As the cost of living continues to rise, supports for our most vulnerable families are critical. While increased investment in the School Breakfast Program, along with other cost of living support strategies, will provide welcome relief, advocacy for additional supports is needed to stop families, children, and young people across South Australia going hungry. For example, there are opportunities to explore provision of food relief for the state’s youngest children who aren’t yet at school. Further, food relief supports for school-aged children could look beyond breakfast, to provision of school lunches. Again, such an intervention model has been implemented in other countries for decades, and other states including Tasmania and Western Australia are exploring and trialling such programs. Importantly, our advocacy must be driven by the needs and perspectives of communities and consumers. Their voices are critical to understanding how to identify challenges, maximise benefits, and ultimately optimise any intervention’s success.
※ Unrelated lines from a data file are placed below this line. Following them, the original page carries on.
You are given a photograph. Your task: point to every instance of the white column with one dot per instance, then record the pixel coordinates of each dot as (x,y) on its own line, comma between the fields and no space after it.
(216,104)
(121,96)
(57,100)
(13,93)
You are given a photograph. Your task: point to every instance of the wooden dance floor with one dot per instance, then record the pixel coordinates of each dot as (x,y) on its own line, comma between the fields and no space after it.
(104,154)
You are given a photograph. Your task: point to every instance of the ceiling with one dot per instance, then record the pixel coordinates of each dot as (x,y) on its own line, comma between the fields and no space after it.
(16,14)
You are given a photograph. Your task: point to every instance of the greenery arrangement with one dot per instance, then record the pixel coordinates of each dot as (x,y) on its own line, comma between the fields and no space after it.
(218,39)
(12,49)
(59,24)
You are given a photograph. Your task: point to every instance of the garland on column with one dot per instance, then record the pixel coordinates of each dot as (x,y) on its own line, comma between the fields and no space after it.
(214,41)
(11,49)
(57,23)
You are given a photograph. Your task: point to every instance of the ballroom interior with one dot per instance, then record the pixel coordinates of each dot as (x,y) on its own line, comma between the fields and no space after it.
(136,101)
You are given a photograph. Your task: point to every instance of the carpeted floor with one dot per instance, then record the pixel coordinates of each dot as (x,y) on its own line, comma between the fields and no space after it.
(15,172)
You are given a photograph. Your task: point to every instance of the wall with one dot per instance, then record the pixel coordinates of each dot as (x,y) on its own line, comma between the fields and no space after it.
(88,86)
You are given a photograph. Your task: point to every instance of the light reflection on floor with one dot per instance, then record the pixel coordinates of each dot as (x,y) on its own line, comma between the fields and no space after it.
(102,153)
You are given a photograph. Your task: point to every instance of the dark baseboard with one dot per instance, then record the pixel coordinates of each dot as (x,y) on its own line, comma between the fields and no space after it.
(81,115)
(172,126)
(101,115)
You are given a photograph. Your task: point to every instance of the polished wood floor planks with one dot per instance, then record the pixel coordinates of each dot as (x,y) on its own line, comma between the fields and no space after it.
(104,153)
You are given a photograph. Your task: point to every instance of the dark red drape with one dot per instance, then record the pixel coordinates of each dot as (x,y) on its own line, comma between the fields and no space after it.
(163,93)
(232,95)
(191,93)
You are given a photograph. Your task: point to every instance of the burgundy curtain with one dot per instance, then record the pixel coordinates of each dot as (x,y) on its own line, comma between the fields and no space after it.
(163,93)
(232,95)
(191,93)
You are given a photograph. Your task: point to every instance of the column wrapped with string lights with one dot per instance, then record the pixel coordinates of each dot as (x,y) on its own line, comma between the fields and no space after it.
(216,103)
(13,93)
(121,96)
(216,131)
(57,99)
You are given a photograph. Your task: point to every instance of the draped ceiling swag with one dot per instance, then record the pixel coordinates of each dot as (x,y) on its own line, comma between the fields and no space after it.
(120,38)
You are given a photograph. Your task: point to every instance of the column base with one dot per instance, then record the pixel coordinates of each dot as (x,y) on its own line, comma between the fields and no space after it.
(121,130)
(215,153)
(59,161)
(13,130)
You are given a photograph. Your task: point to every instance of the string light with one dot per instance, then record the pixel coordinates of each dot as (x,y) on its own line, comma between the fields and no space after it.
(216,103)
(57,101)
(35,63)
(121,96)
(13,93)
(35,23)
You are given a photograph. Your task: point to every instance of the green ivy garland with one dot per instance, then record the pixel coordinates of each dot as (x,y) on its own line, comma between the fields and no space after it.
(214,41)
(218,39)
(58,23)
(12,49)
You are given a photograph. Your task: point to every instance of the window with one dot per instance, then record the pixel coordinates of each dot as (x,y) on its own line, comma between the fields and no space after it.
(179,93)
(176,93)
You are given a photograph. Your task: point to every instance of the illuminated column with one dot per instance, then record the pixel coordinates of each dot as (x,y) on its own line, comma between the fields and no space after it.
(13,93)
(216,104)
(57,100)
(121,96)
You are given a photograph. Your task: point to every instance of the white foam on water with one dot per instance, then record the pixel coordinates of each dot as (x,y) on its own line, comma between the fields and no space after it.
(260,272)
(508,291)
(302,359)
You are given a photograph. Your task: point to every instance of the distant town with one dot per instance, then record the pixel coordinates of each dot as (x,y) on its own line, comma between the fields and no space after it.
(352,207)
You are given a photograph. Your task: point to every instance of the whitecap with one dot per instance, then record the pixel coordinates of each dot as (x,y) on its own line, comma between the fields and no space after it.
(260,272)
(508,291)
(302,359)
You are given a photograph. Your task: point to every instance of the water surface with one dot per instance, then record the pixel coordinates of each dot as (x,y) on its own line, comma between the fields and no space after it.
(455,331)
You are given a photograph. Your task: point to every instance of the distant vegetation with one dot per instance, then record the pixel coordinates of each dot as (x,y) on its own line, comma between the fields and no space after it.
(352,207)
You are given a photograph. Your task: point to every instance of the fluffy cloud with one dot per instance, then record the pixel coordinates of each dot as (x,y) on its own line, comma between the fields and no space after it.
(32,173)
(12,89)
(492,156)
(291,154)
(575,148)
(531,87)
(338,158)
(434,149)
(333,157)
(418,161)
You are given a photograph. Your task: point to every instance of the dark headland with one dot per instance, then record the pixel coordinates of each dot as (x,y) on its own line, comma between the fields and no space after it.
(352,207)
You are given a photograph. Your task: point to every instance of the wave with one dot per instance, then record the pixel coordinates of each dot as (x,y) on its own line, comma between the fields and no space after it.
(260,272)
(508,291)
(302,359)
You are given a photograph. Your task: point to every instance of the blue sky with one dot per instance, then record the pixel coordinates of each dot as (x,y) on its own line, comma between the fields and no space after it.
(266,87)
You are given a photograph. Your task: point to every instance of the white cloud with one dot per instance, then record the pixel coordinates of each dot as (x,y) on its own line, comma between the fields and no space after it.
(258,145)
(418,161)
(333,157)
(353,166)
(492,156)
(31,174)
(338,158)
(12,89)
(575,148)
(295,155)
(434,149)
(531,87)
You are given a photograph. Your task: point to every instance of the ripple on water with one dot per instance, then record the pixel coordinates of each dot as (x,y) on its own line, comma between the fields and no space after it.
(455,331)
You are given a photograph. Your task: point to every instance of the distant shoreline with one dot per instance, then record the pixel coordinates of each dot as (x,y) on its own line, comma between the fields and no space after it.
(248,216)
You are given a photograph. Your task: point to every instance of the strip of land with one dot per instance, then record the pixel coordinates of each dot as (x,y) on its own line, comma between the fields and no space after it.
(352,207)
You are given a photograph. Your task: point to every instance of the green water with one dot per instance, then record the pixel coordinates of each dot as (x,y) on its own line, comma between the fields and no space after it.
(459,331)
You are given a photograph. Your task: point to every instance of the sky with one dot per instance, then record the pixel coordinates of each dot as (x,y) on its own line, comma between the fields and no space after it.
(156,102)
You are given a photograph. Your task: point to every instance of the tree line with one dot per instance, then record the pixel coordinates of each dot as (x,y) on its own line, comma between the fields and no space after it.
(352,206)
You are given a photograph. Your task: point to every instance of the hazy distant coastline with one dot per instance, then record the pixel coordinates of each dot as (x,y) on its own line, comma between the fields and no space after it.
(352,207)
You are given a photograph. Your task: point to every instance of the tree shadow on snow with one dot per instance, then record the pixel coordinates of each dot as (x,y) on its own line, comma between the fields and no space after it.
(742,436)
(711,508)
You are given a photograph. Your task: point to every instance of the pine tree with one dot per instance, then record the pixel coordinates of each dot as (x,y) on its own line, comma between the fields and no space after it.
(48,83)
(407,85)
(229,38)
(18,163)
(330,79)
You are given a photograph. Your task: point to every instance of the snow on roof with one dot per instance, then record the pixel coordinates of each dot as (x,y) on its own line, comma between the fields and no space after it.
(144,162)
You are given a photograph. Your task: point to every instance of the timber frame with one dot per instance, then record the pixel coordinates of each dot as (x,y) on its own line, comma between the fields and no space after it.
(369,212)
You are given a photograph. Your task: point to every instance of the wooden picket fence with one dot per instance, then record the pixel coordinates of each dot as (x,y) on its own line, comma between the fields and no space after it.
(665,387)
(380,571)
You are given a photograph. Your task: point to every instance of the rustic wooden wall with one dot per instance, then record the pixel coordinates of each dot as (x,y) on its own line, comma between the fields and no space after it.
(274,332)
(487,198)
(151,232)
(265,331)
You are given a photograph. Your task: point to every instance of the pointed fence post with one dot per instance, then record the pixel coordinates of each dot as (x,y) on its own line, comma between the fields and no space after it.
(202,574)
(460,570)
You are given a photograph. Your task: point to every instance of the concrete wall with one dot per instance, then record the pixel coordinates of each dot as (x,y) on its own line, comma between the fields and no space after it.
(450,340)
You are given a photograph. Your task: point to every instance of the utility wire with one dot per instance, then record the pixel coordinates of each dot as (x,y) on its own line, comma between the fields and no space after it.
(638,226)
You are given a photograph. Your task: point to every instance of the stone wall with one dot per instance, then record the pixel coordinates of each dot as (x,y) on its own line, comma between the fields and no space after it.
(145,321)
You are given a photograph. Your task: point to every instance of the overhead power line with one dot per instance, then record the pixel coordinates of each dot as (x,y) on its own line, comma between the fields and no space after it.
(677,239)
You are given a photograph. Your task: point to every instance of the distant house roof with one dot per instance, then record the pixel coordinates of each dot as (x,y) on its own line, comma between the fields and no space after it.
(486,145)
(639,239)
We applaud the South Australian Government for investing in School Breakfast Programs as a strategy in the fight against food insecurity. We advocate to ensure community voice is embedded within these strategies and that they are implemented through an equity lens to ensure no child faces the school day hungry.
Dr Sincovich has been leading South Australian research investigating breakfast skipping and identifying effective and sustainable interventions to promote breakfast consumption among children and adolescents.